Requeuing jobs
After implementing checkpointing in your script, you have the option to set up automatic job requeuing in case your job gets cancelled. This is done by modifying a bash script that will automatically requeue the job if it's terminated due to exceeding the time limit. You can find an example script, requeue.sh
, on AI-LAB at /ceph/course/claaudia/docs/requeue.sh
.
Disclaimer
Using requeuing is done at your own risk. This guide is intended as a reference, but requeuing your jobs is entirely the responsibility of the user. There may be errors or inaccuracies within this guide. If you encounter any issues or discover mistakes, we encourage you to provide feedback so we can improve. You can submit your feedback here.
#!/bin/bash
#SBATCH --job-name=requeue_example
#SBATCH --time=00:01:00
#SBATCH --signal=B:SIGTERM@30
#SBATCH --gres=gpu:1
#SBATCH --cpus-per-task=15
#SBATCH --mem=24G
#####################################################################################
# tweak this to fit your needs
max_restarts=4
# Fetch the current restarts value from the job context
scontext=$(scontrol show job ${SLURM_JOB_ID})

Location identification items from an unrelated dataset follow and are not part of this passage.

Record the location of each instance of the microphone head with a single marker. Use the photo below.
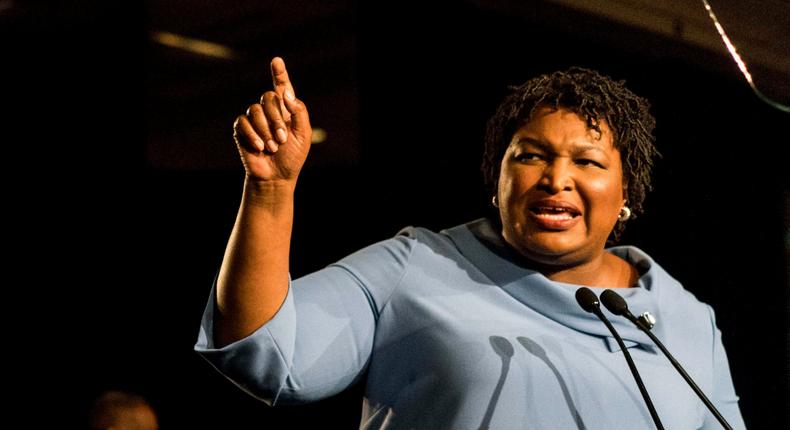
(614, 302)
(587, 300)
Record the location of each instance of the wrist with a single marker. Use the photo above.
(268, 193)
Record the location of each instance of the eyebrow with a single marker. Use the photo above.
(547, 147)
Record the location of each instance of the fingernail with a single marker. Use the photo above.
(282, 136)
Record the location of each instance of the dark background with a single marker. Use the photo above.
(126, 181)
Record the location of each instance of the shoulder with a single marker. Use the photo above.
(669, 291)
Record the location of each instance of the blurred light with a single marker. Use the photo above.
(319, 135)
(196, 46)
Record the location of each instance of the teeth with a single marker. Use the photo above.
(561, 216)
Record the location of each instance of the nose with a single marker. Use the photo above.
(556, 177)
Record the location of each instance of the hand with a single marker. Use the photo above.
(273, 137)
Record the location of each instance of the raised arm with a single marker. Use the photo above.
(273, 139)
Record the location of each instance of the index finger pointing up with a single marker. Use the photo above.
(280, 78)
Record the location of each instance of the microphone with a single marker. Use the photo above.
(618, 306)
(589, 302)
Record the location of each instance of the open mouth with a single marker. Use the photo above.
(555, 215)
(554, 212)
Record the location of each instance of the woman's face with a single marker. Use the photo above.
(560, 189)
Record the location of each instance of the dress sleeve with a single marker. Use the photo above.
(723, 397)
(321, 338)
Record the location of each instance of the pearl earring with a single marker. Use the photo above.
(625, 214)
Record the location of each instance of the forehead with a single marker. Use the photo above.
(562, 126)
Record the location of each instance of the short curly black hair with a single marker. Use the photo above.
(594, 97)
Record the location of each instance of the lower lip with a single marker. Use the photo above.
(554, 224)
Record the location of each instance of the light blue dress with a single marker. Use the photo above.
(448, 334)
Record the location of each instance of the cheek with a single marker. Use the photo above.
(606, 196)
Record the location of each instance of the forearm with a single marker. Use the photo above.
(253, 278)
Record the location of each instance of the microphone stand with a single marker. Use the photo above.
(617, 306)
(589, 302)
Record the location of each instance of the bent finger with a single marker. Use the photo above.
(245, 136)
(260, 124)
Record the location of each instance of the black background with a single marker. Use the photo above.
(115, 249)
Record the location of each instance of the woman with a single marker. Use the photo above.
(475, 326)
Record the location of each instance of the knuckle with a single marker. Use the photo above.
(254, 109)
(268, 96)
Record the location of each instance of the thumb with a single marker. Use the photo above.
(300, 120)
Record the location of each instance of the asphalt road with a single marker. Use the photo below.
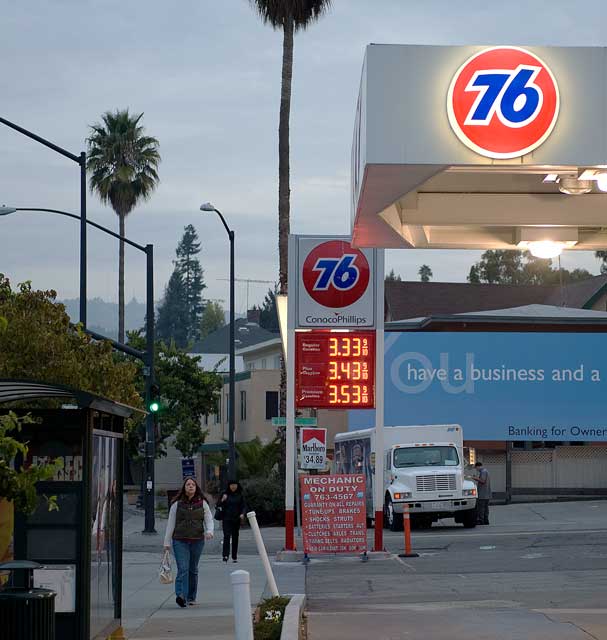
(538, 571)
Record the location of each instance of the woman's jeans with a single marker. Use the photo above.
(231, 529)
(187, 555)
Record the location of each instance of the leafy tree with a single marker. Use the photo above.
(39, 343)
(257, 459)
(213, 318)
(123, 162)
(18, 485)
(287, 16)
(268, 316)
(187, 394)
(498, 266)
(520, 267)
(193, 284)
(393, 277)
(425, 273)
(172, 313)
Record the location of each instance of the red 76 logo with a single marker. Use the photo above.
(512, 95)
(342, 273)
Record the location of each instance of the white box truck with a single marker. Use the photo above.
(423, 467)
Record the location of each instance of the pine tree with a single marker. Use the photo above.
(172, 323)
(213, 318)
(191, 273)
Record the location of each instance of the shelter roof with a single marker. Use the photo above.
(15, 390)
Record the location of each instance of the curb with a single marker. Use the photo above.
(292, 618)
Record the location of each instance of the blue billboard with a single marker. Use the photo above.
(497, 386)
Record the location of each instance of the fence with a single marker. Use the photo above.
(563, 470)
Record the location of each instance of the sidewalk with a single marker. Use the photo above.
(148, 608)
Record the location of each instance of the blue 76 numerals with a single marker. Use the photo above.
(340, 272)
(511, 94)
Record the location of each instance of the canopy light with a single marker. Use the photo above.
(551, 177)
(575, 186)
(546, 248)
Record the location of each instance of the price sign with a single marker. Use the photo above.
(335, 370)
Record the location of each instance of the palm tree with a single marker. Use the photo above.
(123, 163)
(289, 16)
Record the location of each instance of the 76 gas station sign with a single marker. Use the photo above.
(335, 283)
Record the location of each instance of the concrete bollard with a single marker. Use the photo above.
(407, 529)
(263, 554)
(243, 620)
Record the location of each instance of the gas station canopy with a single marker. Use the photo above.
(481, 148)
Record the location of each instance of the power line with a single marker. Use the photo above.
(249, 281)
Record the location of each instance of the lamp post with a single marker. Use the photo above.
(80, 160)
(147, 356)
(207, 206)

restarts=$(echo ${scontext} | grep -o 'Restarts=[0-9]*' | cut -d= -f2)
# If no restarts found, it's the first run, so set restarts to 0
iteration=${restarts:-0}
# Dynamically set output and error filenames using job ID and iteration
outfile="${SLURM_JOB_ID}_${iteration}.out"
errfile="${SLURM_JOB_ID}_${iteration}.err"
# Print the filenames for debugging
echo "Output file: ${outfile}"
echo "Error file: ${errfile}"
## Define a term-handler function to be executed ##
## when the job gets the SIGTERM (before timeout) ##
term_handler()
{
echo "Executing term handler at $(date)"
if [[ $restarts -lt $max_restarts ]]; then
# Requeue the job, allowing it to restart with incremented iteration
scontrol requeue ${SLURM_JOB_ID}
exit 0
else
echo "Maximum restarts reached, exiting."
exit 1
fi
}
# Trap SIGTERM to execute the term_handler when the job gets terminated
trap 'term_handler' SIGTERM
#######################################################################################
# Use srun to dynamically specify the output and error files
srun --output="${outfile}" --error="${errfile}" singularity exec --nv /ceph/container/pytorch/pytorch_24.09.sif python torch_bm.py
In this script, we will run a PyTorch script (located at /ceph/course/claaudia/docs/torch_bm.py
) using the PyTorch container /ceph/container/pytorch/pytorch_24.09.sif
. You can modify this to run any script or container you need. Key parameters to pay attention to are:
#SBATCH --time=00:01:00
: This sets the time limit for your job. If your job exceeds this limit, it will be cancelled. If not specified, the default time limit is 12 hours.#SBATCH --signal=B:SIGTERM@30
: This tells Slurm to send a SIGTERM signal 30 seconds before the job reaches the time limit, giving the job time to handle termination gracefully.max_restarts=4
: This defines the maximum number of times your job will be automatically requeued if it gets cancelled. In this example, the job will be requeued up to four times before it is finally terminated.